The last option is a cap on tax preferences as a percentage of income. Harvard economics professor Martin Feldstein has been floating such an idea for a while now, proposing that all tax expenditures and the exemption for health insurance be limited to 2 percent of taxpayers’ incomes. That raises $2.1 trillion over the next ten years, but most of it comes from the middle class. Limit it to those making over $250,000, and you get only about $550 billion.
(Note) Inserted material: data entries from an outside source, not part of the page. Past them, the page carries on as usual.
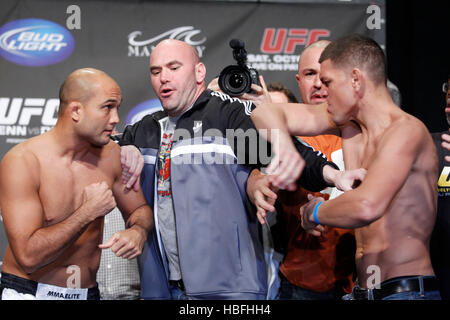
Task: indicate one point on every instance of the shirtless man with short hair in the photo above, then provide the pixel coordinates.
(55, 190)
(394, 208)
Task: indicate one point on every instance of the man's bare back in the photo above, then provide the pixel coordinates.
(397, 243)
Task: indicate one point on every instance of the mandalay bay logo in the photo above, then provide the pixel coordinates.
(138, 47)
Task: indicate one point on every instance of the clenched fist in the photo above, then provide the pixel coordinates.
(98, 200)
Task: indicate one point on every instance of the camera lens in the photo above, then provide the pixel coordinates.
(235, 80)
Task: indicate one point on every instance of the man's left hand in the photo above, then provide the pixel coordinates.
(127, 243)
(306, 212)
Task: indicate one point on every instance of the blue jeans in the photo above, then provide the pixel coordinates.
(428, 295)
(177, 293)
(288, 291)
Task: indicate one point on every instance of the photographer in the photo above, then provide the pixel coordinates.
(206, 243)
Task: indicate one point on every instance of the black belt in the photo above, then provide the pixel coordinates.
(177, 283)
(27, 286)
(397, 285)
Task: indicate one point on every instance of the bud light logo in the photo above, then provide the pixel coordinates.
(35, 42)
(143, 109)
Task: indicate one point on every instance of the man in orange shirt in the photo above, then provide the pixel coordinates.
(314, 268)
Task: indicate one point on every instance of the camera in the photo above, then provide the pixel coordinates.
(236, 80)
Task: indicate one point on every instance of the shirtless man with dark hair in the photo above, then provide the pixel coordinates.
(55, 190)
(393, 210)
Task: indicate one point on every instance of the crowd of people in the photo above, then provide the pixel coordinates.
(256, 197)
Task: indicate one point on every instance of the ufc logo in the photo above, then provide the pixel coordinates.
(283, 40)
(19, 111)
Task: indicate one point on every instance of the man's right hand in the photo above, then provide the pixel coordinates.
(132, 163)
(98, 200)
(287, 164)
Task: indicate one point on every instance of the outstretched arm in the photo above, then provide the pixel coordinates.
(138, 218)
(386, 174)
(276, 123)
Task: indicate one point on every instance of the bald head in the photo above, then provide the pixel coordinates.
(173, 45)
(177, 75)
(80, 86)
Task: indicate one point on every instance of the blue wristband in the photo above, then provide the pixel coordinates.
(316, 208)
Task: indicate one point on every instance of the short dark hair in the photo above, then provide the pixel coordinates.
(358, 51)
(279, 87)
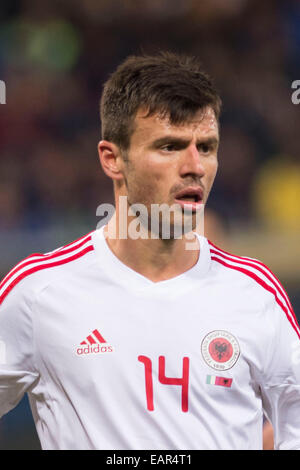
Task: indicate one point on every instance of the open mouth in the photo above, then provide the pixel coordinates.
(190, 198)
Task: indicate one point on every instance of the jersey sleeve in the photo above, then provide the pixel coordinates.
(280, 385)
(17, 370)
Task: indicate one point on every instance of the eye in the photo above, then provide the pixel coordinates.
(169, 147)
(204, 148)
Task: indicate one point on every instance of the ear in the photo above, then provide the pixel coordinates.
(111, 159)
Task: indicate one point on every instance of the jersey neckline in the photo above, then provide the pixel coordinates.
(123, 274)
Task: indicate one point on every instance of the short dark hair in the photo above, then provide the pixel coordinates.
(172, 85)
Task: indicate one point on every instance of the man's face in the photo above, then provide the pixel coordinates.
(172, 164)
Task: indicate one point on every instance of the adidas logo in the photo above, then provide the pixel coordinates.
(94, 344)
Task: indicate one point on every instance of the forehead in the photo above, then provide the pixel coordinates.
(202, 125)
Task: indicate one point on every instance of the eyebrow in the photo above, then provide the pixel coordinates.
(182, 142)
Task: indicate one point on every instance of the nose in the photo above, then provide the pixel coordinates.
(191, 163)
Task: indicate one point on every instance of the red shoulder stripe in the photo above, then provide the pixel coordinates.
(26, 273)
(256, 264)
(291, 318)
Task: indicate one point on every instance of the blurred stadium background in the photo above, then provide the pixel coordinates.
(54, 58)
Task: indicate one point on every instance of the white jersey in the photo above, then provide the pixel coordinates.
(112, 360)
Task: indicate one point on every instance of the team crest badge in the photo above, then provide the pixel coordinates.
(220, 350)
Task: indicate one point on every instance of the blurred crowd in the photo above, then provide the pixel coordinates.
(55, 56)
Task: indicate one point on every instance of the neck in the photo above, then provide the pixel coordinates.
(155, 259)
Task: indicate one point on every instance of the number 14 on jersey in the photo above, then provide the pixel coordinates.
(182, 382)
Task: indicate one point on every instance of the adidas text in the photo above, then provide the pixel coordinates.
(98, 349)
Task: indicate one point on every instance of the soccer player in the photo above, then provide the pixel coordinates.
(127, 342)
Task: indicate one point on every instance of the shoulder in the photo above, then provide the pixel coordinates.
(38, 269)
(255, 277)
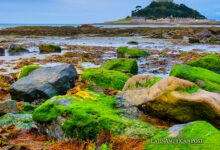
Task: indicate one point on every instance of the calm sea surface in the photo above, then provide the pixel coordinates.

None of these estimates, by the way, would preserve the existing incentives for charitable giving. If a taxpayer can hit his deduction limit through his normal spending habits — his mortgage, state taxes, and so on — the charity deduction will no longer be a reason to give. Most politicians say they would like to preserve this incentive, but exempting charitable giving reduces the above estimates by up to one-third.
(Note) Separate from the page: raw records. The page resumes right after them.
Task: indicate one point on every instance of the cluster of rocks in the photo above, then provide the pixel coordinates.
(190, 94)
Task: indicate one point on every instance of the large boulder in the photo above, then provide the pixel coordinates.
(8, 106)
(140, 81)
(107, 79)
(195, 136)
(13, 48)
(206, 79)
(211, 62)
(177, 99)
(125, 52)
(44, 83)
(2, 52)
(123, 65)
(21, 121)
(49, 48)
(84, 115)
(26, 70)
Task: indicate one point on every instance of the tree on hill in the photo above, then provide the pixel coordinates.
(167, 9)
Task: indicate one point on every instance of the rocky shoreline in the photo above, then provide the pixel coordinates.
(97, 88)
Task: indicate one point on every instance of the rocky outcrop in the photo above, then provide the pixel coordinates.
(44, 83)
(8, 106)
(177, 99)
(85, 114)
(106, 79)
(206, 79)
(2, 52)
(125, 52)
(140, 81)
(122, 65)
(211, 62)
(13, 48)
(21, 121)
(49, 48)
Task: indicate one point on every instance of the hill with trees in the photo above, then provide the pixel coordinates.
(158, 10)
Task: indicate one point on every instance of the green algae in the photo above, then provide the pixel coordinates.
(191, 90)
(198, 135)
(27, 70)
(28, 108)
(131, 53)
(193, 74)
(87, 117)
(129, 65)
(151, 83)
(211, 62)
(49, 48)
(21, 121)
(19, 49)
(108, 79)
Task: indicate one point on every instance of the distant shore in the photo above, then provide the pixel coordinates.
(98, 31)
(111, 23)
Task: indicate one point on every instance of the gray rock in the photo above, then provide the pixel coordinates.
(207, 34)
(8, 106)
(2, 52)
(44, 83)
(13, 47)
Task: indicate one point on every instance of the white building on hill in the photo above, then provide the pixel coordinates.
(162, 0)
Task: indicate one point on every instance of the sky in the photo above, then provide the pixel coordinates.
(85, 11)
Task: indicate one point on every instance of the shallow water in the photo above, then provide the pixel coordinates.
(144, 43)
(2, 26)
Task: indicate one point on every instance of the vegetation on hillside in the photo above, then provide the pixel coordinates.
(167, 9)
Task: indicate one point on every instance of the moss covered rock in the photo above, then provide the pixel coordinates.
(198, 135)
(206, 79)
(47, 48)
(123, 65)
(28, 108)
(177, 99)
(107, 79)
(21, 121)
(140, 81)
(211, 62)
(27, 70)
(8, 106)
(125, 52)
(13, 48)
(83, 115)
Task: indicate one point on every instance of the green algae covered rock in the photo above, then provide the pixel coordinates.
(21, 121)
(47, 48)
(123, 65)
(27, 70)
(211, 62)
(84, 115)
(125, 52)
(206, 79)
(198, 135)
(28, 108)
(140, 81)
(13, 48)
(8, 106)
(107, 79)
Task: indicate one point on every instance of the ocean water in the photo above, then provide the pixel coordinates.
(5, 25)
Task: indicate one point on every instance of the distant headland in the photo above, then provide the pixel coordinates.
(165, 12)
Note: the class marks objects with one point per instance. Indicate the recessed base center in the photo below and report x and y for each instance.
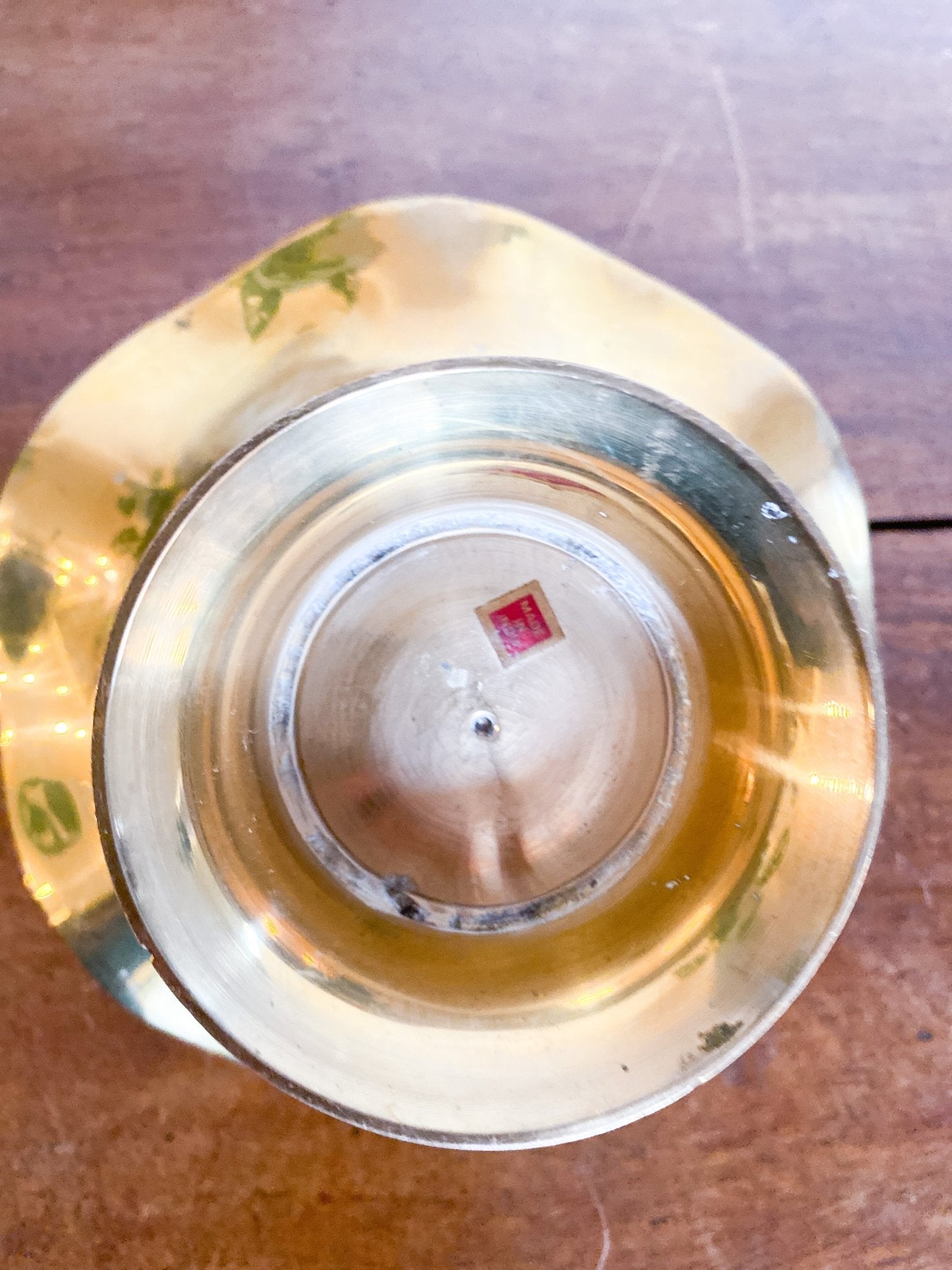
(477, 752)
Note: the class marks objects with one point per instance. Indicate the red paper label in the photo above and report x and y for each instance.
(519, 621)
(521, 625)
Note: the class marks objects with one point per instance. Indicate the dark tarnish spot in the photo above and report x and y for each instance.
(719, 1036)
(24, 590)
(398, 889)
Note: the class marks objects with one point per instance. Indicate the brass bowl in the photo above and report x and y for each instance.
(487, 882)
(371, 291)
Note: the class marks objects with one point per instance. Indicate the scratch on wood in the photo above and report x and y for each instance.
(606, 1231)
(746, 203)
(654, 183)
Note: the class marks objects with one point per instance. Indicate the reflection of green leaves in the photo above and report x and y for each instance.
(48, 815)
(333, 255)
(24, 590)
(719, 1036)
(776, 859)
(146, 506)
(689, 968)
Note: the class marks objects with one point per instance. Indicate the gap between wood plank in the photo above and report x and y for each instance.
(926, 525)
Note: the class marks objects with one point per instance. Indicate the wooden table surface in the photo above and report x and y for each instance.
(788, 163)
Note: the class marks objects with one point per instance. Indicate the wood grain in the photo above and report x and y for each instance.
(785, 162)
(827, 1147)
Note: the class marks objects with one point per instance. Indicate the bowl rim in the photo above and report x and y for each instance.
(708, 1066)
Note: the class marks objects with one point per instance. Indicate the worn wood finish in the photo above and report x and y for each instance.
(827, 1147)
(786, 162)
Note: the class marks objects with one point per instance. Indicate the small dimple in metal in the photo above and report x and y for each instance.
(774, 512)
(485, 726)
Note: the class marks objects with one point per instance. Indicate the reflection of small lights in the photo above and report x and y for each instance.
(837, 710)
(591, 998)
(842, 785)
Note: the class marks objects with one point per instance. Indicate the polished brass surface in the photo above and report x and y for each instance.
(379, 287)
(293, 773)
To sum up this issue, I would quote a White House statement, from economic advisers Gene Sperling and Jason Furman:
Plausible tax expenditure limitations that protect middle-class families and incentives to give to charity would raise far less revenue from the well off than is needed for a major budget agreement. A budget framework that raises only these amounts from high-income tax deductions while committing to no rate increases on high-income Americans would inevitably force any tax reform designed to further reduce the deficit to raise taxes on middle-class families simply to preserve lower rates for the most fortunate.
Their statement (about a Republican fiscal-cliff offer) happens to describe the Senate’s efforts quite well: Democrats would like a “major budget agreement” that largely preserves rapid growth in entitlement and discretionary spending, and the amount of revenue necessary to do that cannot be raised solely from eliminating deductions for high-income earners.